Soutien social : ce que recommande le CNDH
Le Conseil national des droits de l’Homme a émis une série de recommandations pour renforcer les dispositions du projet de loi 72-18 portant sur le ciblage des bénéficiaires des programmes de soutien social. Le CNDH insiste aussi sur l’urgence de l’élaboration d’un système de ciblage ouvert sur les orientations stratégiques du nouveau modèle de développement.

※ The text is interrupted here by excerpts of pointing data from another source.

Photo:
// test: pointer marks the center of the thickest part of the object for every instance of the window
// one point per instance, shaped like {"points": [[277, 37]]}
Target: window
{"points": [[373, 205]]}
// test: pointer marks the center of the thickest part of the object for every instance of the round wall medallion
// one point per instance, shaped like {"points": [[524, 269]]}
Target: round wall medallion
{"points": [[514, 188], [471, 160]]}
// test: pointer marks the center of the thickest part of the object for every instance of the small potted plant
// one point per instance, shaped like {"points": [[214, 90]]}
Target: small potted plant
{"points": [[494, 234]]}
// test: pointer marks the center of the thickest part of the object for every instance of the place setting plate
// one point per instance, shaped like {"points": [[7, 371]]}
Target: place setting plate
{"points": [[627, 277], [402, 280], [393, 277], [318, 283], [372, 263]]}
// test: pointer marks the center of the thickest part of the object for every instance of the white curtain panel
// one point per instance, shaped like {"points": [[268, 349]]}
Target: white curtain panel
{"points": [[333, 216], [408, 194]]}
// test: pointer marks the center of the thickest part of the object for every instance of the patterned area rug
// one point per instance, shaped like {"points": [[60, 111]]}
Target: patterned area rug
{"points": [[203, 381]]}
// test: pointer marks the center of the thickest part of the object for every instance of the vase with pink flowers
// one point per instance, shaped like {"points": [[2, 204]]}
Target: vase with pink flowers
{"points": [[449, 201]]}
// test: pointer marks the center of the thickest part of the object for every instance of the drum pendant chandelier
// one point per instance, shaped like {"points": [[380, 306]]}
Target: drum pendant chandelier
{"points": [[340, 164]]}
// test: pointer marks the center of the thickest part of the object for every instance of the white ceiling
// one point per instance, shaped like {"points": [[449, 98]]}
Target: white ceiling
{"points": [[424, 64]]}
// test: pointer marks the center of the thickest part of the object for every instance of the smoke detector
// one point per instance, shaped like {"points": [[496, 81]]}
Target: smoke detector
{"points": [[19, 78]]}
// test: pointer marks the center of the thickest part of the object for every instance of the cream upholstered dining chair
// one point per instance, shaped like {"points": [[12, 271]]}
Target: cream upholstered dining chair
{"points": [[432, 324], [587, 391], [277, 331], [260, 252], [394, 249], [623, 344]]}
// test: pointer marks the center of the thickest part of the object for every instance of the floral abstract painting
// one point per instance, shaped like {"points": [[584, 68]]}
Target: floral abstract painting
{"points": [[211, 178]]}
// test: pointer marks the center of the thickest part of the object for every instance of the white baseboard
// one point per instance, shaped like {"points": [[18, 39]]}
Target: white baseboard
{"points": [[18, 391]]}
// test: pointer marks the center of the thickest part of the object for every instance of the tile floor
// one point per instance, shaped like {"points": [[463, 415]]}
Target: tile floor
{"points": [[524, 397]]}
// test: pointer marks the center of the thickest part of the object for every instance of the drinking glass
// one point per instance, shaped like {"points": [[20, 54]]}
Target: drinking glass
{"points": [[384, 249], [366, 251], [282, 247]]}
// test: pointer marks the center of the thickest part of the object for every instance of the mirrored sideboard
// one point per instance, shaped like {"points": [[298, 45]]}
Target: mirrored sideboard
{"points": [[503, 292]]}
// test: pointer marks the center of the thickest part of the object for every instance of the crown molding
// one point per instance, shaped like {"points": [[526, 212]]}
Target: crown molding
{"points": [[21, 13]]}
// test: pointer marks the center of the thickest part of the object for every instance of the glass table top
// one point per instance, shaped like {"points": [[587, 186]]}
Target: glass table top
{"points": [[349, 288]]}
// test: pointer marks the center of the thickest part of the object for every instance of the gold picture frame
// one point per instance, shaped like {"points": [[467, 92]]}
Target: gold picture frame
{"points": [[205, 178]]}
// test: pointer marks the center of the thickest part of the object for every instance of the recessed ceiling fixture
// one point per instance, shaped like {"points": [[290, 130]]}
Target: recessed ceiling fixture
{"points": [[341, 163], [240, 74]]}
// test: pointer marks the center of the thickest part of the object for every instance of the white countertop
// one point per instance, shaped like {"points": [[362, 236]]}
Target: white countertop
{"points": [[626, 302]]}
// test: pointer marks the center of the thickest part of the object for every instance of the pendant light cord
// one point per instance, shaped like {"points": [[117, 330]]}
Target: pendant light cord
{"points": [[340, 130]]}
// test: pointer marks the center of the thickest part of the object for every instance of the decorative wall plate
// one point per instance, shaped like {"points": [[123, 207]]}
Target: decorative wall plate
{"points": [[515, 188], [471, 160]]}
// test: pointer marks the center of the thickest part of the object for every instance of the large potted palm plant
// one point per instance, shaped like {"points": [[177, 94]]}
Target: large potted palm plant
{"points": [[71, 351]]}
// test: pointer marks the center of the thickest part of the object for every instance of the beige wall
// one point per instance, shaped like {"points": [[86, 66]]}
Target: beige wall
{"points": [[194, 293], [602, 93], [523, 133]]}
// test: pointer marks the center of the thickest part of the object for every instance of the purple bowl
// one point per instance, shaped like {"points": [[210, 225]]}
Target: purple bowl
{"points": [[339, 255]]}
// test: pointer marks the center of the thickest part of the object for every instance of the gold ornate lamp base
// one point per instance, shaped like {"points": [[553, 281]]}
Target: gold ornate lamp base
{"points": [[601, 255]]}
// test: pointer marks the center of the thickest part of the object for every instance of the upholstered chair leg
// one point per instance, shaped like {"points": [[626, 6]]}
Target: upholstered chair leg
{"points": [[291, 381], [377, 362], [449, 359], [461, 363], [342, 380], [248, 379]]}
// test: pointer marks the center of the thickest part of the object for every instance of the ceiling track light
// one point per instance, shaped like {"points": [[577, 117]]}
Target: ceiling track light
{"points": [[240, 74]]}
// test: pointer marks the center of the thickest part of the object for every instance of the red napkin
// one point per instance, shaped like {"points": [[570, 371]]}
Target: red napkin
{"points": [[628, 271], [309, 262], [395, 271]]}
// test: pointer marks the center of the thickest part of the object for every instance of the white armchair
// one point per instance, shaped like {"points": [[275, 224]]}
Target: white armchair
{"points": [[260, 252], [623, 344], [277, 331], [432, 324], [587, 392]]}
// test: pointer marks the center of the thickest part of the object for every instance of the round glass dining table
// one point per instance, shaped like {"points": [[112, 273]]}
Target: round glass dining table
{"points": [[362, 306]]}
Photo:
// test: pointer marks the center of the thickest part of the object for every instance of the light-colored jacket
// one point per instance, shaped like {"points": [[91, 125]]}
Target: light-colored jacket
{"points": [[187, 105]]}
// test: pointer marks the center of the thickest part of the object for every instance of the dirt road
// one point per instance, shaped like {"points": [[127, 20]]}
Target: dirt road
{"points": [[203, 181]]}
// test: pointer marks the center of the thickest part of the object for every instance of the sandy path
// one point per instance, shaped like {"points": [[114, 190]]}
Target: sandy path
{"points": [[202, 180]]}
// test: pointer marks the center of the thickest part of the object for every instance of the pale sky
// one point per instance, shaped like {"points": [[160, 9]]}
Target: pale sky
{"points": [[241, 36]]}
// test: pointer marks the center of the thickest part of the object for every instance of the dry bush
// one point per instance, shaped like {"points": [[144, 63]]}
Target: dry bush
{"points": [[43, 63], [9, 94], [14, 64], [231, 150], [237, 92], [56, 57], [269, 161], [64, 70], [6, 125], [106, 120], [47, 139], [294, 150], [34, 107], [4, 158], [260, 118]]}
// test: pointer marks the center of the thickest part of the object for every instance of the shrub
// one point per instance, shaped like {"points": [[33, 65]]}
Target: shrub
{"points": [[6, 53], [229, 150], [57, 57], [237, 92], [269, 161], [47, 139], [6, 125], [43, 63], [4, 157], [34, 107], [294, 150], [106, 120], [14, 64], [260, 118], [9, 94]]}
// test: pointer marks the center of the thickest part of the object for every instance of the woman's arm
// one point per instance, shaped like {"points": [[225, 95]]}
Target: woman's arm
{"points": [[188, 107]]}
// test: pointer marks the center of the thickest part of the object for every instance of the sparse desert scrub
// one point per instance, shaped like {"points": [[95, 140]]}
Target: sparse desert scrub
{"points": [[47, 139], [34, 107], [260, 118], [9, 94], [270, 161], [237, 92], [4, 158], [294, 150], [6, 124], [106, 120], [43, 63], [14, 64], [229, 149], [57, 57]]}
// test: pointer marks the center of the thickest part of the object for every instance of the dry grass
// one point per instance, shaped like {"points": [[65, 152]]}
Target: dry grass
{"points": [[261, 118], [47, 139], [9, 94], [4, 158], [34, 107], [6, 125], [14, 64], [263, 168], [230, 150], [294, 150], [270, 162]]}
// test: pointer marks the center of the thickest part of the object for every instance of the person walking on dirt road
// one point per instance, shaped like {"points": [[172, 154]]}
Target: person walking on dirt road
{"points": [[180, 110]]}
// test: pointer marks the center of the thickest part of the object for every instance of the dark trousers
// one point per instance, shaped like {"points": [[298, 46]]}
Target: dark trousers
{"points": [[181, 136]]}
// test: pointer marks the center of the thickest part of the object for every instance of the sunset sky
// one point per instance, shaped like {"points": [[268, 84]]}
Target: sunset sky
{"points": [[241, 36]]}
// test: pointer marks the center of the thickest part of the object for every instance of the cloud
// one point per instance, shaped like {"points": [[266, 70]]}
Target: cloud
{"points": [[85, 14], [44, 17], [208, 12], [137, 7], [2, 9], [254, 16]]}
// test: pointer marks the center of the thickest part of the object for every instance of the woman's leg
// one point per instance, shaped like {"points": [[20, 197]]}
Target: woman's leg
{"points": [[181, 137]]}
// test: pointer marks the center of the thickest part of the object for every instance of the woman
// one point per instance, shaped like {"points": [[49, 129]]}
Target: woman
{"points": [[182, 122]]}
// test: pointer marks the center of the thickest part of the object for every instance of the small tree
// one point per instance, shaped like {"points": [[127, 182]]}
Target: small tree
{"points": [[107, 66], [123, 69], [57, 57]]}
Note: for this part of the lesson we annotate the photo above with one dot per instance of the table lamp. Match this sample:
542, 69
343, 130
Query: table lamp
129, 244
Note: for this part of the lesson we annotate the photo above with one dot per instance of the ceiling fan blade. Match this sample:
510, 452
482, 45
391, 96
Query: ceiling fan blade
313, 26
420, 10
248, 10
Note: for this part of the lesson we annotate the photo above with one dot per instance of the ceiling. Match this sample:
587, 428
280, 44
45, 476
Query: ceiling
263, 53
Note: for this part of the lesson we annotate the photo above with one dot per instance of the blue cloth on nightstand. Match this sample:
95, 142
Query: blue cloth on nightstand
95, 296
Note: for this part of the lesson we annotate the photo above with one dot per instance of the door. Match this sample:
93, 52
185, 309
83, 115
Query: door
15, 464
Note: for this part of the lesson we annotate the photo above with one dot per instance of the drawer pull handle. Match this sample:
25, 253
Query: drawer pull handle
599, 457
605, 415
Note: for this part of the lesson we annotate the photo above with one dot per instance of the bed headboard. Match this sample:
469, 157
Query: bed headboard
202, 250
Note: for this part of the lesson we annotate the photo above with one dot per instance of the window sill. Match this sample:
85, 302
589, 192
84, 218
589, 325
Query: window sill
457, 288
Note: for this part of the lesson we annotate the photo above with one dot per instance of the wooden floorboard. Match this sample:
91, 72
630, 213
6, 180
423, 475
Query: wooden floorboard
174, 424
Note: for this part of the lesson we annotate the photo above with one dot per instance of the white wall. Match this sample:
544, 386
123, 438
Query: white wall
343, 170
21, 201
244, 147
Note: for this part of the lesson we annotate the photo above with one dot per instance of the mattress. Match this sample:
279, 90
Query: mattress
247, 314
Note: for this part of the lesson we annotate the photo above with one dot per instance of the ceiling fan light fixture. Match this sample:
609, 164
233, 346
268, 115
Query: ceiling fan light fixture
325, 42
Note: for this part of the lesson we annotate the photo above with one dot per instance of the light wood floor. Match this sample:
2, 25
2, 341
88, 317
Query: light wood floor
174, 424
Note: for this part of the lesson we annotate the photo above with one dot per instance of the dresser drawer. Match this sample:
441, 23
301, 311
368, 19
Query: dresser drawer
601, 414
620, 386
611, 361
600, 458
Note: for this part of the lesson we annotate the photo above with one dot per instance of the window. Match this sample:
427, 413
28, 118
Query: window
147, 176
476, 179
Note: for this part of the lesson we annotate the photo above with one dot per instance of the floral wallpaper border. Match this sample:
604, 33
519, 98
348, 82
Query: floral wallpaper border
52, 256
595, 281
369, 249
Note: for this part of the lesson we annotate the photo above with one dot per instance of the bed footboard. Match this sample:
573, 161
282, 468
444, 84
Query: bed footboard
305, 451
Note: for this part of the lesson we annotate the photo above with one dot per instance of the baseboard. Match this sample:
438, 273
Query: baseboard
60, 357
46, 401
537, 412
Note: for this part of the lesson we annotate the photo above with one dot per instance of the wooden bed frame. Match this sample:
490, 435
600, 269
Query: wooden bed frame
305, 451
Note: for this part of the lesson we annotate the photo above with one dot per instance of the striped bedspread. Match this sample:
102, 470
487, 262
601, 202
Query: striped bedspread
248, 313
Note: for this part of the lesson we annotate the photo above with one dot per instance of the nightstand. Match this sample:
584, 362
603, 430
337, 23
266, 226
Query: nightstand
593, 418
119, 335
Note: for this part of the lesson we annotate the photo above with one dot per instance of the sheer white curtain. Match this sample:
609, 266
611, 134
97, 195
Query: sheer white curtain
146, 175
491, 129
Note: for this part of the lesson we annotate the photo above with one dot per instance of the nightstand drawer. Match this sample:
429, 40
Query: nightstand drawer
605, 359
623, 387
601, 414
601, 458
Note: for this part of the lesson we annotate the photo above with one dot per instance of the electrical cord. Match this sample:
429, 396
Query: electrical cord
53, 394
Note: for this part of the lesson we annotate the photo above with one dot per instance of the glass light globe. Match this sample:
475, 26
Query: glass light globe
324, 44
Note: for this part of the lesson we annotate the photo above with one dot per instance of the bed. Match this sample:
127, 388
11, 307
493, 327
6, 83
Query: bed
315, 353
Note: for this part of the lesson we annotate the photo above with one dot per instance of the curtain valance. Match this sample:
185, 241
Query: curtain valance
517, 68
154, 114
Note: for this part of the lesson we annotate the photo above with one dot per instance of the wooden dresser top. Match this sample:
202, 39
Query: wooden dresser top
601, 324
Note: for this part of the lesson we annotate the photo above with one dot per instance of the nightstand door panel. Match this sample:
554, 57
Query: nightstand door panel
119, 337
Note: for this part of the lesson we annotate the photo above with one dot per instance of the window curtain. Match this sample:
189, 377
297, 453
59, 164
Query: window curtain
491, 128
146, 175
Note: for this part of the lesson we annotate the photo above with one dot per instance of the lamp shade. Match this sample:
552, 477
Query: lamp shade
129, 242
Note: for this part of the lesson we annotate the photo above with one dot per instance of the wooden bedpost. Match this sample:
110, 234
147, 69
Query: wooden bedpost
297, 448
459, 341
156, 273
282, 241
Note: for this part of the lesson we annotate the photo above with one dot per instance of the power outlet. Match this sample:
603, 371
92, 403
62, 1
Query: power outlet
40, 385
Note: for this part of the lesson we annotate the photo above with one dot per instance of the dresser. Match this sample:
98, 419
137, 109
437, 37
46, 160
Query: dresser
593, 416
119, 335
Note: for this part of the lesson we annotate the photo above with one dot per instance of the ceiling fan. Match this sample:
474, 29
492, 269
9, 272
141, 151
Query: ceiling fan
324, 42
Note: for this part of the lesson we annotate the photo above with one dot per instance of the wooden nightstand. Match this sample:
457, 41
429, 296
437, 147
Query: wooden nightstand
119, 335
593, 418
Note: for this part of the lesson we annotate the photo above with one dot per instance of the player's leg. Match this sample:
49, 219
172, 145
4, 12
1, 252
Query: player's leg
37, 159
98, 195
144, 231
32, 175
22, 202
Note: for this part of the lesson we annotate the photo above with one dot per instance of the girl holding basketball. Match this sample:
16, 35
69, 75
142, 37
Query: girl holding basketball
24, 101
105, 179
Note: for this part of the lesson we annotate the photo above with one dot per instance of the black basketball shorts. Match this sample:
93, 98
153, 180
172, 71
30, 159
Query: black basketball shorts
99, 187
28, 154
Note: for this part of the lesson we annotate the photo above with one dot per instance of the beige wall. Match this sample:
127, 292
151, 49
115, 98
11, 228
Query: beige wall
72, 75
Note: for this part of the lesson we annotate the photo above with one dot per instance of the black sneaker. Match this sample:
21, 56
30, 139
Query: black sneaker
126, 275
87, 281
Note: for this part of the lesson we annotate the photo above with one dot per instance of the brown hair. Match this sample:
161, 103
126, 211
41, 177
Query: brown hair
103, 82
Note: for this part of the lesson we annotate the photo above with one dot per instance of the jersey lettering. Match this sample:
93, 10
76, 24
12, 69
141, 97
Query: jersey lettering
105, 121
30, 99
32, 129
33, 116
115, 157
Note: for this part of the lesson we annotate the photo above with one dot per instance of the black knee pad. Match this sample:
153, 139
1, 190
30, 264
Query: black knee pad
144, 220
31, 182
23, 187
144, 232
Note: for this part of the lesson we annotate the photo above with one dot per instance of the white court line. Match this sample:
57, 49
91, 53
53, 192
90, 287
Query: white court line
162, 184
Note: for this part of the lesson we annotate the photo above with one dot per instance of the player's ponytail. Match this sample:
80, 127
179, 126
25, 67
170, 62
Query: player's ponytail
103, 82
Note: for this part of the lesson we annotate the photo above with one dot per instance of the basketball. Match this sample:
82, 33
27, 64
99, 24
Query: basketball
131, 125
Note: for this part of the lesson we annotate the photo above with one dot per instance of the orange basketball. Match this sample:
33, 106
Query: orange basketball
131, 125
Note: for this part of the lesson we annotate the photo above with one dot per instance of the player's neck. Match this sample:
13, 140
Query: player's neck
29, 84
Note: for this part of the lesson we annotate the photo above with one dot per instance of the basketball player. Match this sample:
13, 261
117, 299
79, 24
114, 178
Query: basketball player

Durant cette étape de gestation de la loi sur les modalités d’identification des couches sociales éligibles au concours financier de l’État, le Conseil national des droits de l’Homme émet son avis alors que la mouture finale de la loi s’apprête à quitter le circuit législatif, peu avant la fin de la session parlementaire en cours. Les observations du Conseil ont été soumises aux deux chambres du Parlement afin de mettre en relief, devant les élus, les articles de la loi qui devront s’adapter aux exigences constitutionnelles. Les remarques du Conseil s’articulent autour de douze recommandations et préconisent que «ce système soit conforme aux normes internationales des droits de l’Homme relatives aux droits économiques et sociaux et à la protection sociale en général, et avec l’impératif de garantir le droit au développement et à la protection sociale en particulier». La lecture faite de la législation projetée met également en avant «la nécessité de veiller à ce que le système de ciblage soit lié, dans le texte et l’esprit, à l’enjeu de l’édification d’un système national de protection sociale inclusif, qui réalise l’égalité, rejette la discrimination et limite les possibilités d’exclusion des bénéficiaires, qu’il s’agisse de personnes ou de catégories», selon le CNDH.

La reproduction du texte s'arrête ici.